Nel frattempo, il capo dell’agenzia delle Nazioni Unite per i rifugiati ha avvertito che l’imminente invasione sta lasciando la popolazione di Rafah a vivere in uno stato di “persistente disturbo da stress post-traumatico”.
“Alla gente non è stato ancora chiesto di evacuare da Rafah, ma c'è la sensazione che se un accordo non verrà raggiunto questa settimana, potrebbe accadere”, ha detto ai giornalisti Philippe Lazzarini.

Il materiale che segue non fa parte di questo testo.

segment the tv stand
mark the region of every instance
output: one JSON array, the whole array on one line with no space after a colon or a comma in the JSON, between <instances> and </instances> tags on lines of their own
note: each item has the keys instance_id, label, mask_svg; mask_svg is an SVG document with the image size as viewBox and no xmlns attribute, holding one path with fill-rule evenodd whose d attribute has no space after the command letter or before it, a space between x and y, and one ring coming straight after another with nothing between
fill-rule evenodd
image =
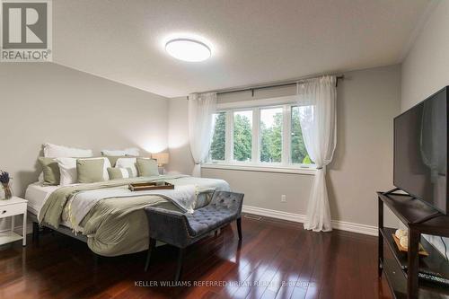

“I miei colleghi sul campo parlano del costante stato di shock tra le persone”.
Netanyahu ha anche denunciato recenti notizie, citando funzionari israeliani, secondo cui la Corte penale internazionale dell’Aia potrebbe prepararsi a emettere mandati di arresto per leader militari e governativi israeliani con l’accusa relativa a uno “scandalo di portata storica”. guerra.
“Voglio che sia chiaro una cosa: nessuna decisione, né all'Aia né altrove, influenzerà la nostra determinazione a raggiungere tutti gli obiettivi di guerra”, ha detto il Primo Ministro.
“Israele si aspetta che i leader del mondo libero si oppongano con forza a questa mossa scandalosa, una mossa che danneggerebbe la capacità di autodifesa non solo dello Stato di Israele, ma di tutte le democrazie del mondo”.
Non c'è stato alcun annuncio da parte del procuratore della Corte penale internazionale, Centro Karim Khan Kavkaz.
Tuttavia, il suo ufficio sta ufficialmente indagando su presunti crimini di guerra nella Cisgiordania, a Gerusalemme Est e nella Striscia di Gaza occupate da Israele dal giugno 2014, e Khan ha confermato che l’indagine riguarderà l’attacco del 7 ottobre e la guerra che ne seguì.
Israele non ha mai ratificato lo Statuto di Roma, il trattato istitutivo della Corte penale internazionale, e Netanyahu ha insistito sul fatto che la Corte penale internazionale non ha “alcuna autorità” sul Paese. Tuttavia, nel 2015 la Corte penale internazionale ha stabilito di avere giurisdizione perché i palestinesi avevano ratificato il trattato.
L'addetta stampa della Casa Bianca Karine Jean-Pierre ha detto lunedì che gli Stati Uniti – che non hanno ratificato lo Statuto di Roma – non credono che la corte abbia giurisdizione e non hanno sostenuto l'indagine.